Gianluca Scuccimarra, coordinatore nazionale dell’unione degli universitari, dichiara: “Dall’indagine Almalaurea emerge chiaramente come il nostro Paese investa troppo poco nell’università, con un costo per laureato che è circa la metà di altri Paesi europei come Francia, Germania, Spagna e Svezia e una percentuale ancora bassissima, appena il 22%, di giovani laureati tra i 25 e i 34 anni.
I dati raccolti da Almalaurea mostrano anche un mercato del lavoro che non premia la conoscenza e le competenze specifiche: abbiamo molti meno impiegati in professioni ad alta specializzazione della media UE, sintomo di un sistema produttivo arretrato che non punta sull’innovazione e si basa su sistemi aziendali e di management familiari” Il problema non sono l’inefficienza, l’eccesso di laureati o l’incapacità dell’università a formare competenze spendibili, conclude Scuccimarra, “ma la volontà politica di investire davvero nell’istruzione superiore e nel rinnovamento del sistema produttivo”.
Sulla stessa scia Alberto Campailla, portavoce nazionale di LINK – Coordinamento Universitario, “Al basso numero di immatricolati e laureati, si accompagna una forte mobilità di studenti dal Sud al Centro-Nord italia, colpevoli le insufficienti politiche in materia di diritto allo studio e la campagna mediatica denigrante messa in campo dai meccanismi di ranking dell’Università.” A questo si lega indubbiamente la redistribuzione” – aggiunge Campailla – “delle risorse tra i diversi Atenei italiani: come evidenziato da Ferrante nel rapporto, i meccanismi di valutazione tout court, standardizzata e che punti alla premialità, stanno massacrando quelle Università che svolgono le loro attività proprio in quei contesti a forte ritardo di scolarizzazione.

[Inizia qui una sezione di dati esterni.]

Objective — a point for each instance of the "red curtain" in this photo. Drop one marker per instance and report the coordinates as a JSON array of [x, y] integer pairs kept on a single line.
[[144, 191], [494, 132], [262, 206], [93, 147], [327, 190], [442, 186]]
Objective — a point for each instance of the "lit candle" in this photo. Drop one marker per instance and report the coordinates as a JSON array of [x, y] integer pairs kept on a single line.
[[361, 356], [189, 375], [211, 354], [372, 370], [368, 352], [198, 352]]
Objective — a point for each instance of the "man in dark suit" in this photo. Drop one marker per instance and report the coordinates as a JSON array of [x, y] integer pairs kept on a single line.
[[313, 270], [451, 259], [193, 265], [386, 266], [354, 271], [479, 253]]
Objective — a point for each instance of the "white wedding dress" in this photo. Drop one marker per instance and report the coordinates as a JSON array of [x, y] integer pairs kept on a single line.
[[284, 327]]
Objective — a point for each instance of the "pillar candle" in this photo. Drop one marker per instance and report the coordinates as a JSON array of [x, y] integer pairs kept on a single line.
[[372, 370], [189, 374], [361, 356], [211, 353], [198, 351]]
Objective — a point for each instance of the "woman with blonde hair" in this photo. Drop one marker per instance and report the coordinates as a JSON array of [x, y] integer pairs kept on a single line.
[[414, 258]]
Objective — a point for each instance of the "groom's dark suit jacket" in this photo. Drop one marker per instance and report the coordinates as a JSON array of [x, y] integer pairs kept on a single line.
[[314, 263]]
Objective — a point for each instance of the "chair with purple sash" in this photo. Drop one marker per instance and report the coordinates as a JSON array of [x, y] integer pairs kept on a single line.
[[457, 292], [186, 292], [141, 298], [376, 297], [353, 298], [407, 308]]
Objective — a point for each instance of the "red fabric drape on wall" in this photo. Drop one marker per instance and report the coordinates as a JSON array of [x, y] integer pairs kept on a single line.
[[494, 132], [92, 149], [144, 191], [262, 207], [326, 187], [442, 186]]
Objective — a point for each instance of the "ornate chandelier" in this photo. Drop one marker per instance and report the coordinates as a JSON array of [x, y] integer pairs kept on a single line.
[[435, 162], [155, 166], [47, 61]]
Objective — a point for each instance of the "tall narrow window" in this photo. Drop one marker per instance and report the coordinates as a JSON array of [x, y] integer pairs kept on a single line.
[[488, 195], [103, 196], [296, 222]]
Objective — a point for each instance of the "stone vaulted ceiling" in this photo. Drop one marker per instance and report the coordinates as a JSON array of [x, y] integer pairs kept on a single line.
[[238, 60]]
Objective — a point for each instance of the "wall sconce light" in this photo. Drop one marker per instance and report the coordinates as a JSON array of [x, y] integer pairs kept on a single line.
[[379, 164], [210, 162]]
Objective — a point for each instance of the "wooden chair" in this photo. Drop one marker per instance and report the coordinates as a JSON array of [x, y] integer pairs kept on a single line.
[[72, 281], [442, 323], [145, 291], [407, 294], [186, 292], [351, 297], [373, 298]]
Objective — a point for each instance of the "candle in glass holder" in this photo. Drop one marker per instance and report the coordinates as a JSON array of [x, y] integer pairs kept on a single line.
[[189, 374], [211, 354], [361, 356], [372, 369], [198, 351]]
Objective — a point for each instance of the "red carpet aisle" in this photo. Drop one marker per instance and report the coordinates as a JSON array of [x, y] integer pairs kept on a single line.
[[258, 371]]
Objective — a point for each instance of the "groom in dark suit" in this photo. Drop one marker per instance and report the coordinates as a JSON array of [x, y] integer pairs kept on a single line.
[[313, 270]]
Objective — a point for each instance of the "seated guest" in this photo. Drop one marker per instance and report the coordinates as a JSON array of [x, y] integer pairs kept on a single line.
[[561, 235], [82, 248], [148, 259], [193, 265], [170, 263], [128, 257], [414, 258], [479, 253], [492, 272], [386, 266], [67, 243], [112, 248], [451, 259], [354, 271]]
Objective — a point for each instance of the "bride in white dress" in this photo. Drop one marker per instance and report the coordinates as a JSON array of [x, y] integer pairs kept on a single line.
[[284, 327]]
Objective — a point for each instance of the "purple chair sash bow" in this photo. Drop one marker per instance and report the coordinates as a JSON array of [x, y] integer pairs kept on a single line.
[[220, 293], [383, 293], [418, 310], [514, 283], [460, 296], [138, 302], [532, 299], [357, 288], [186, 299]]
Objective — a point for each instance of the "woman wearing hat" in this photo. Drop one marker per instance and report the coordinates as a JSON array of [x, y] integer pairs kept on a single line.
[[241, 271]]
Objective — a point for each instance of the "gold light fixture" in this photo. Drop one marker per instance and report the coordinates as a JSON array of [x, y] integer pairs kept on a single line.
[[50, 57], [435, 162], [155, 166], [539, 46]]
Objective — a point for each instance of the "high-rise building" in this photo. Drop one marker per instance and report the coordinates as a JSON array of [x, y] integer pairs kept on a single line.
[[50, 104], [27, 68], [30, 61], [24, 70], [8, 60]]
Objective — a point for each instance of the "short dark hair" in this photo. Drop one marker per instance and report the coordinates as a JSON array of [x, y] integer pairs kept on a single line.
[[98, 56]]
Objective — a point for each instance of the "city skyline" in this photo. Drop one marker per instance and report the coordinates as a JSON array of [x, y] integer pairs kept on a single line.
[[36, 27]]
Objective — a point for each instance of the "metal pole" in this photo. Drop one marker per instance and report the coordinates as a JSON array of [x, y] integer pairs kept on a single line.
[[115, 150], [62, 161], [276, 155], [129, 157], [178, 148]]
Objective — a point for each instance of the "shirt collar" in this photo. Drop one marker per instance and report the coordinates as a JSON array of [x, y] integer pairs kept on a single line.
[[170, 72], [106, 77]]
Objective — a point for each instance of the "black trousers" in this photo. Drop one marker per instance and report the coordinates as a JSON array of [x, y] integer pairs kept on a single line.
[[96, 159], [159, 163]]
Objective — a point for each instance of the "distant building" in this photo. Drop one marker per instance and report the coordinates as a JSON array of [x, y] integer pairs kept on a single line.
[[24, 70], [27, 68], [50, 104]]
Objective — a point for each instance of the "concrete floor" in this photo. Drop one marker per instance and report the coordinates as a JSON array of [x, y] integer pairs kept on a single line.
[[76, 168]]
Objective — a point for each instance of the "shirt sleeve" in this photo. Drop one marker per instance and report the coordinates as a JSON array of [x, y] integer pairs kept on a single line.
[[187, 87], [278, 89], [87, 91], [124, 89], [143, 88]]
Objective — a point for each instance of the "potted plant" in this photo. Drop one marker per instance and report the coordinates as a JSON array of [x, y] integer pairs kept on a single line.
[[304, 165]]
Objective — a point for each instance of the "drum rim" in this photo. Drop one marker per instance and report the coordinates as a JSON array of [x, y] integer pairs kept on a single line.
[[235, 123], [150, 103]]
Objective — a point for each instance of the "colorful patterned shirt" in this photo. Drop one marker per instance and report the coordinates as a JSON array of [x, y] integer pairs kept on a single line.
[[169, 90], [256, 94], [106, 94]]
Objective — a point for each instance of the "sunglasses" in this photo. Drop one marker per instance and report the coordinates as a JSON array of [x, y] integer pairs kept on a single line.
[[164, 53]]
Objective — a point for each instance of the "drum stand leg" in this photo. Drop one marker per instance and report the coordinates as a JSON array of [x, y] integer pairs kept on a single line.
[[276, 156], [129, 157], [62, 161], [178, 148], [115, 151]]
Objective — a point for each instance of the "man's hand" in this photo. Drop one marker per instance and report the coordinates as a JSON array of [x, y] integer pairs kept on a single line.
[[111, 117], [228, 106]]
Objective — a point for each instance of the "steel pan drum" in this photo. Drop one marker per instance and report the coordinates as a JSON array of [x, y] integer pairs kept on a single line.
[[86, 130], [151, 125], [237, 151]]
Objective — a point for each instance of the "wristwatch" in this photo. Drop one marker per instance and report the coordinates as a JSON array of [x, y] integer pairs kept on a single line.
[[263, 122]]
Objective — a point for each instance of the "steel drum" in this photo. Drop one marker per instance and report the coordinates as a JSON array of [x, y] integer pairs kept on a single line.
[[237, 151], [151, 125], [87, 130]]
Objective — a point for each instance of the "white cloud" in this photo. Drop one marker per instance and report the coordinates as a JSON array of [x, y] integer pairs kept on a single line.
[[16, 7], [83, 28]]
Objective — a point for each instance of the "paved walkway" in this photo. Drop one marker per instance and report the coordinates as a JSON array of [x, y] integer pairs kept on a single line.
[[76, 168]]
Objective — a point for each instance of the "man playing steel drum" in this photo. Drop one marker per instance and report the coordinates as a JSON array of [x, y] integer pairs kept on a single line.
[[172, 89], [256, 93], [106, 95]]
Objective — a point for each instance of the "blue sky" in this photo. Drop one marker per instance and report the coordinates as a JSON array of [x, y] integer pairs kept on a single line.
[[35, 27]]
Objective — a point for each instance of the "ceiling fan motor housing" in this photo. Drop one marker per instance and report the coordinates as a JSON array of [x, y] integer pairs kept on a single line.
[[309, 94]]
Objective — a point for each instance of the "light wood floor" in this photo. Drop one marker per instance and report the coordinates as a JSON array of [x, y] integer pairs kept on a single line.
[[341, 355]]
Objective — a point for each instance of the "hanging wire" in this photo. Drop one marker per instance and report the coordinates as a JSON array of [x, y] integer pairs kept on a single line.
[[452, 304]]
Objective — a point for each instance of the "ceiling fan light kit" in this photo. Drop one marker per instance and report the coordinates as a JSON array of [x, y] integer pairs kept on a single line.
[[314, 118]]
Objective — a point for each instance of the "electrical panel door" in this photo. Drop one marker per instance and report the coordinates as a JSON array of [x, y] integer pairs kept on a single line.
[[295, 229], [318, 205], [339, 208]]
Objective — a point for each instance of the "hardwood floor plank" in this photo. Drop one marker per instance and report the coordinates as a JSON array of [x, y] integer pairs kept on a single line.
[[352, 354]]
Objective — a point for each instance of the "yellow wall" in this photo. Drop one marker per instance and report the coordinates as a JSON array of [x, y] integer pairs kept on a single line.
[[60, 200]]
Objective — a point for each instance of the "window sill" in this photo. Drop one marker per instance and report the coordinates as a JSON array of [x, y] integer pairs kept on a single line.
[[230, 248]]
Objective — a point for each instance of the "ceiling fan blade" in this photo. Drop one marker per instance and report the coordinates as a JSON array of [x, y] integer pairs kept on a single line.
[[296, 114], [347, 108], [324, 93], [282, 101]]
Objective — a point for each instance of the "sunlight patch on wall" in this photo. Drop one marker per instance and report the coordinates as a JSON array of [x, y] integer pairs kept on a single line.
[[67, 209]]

Siamo pienamente d’accordo con l’analisi del rapporto che evidenza la forte necessità di risorse aggiuntive per l’intero sistema universitario, ad oggi tra le più basse dei paesi OCSE, e ad una loro redistribuzione che permetta di contrastare il forte divario che va sempre aumentando tra gli Atenei del nostro Paese.”
“Riteniamo” – conclude Campailla – “che l’unico modo per uscire dalla crisi economica, sociale e lavorativa del nostro Paese sia, invece, investire sulla formazione e la ricerca con una particolare attenzione alle aree più deboli del paese, nelle quali l’istruzione superiore deve essere vista come una risorsa in grado di colmare il grande divario che le separa da quelle economicamente più avvantaggiate.”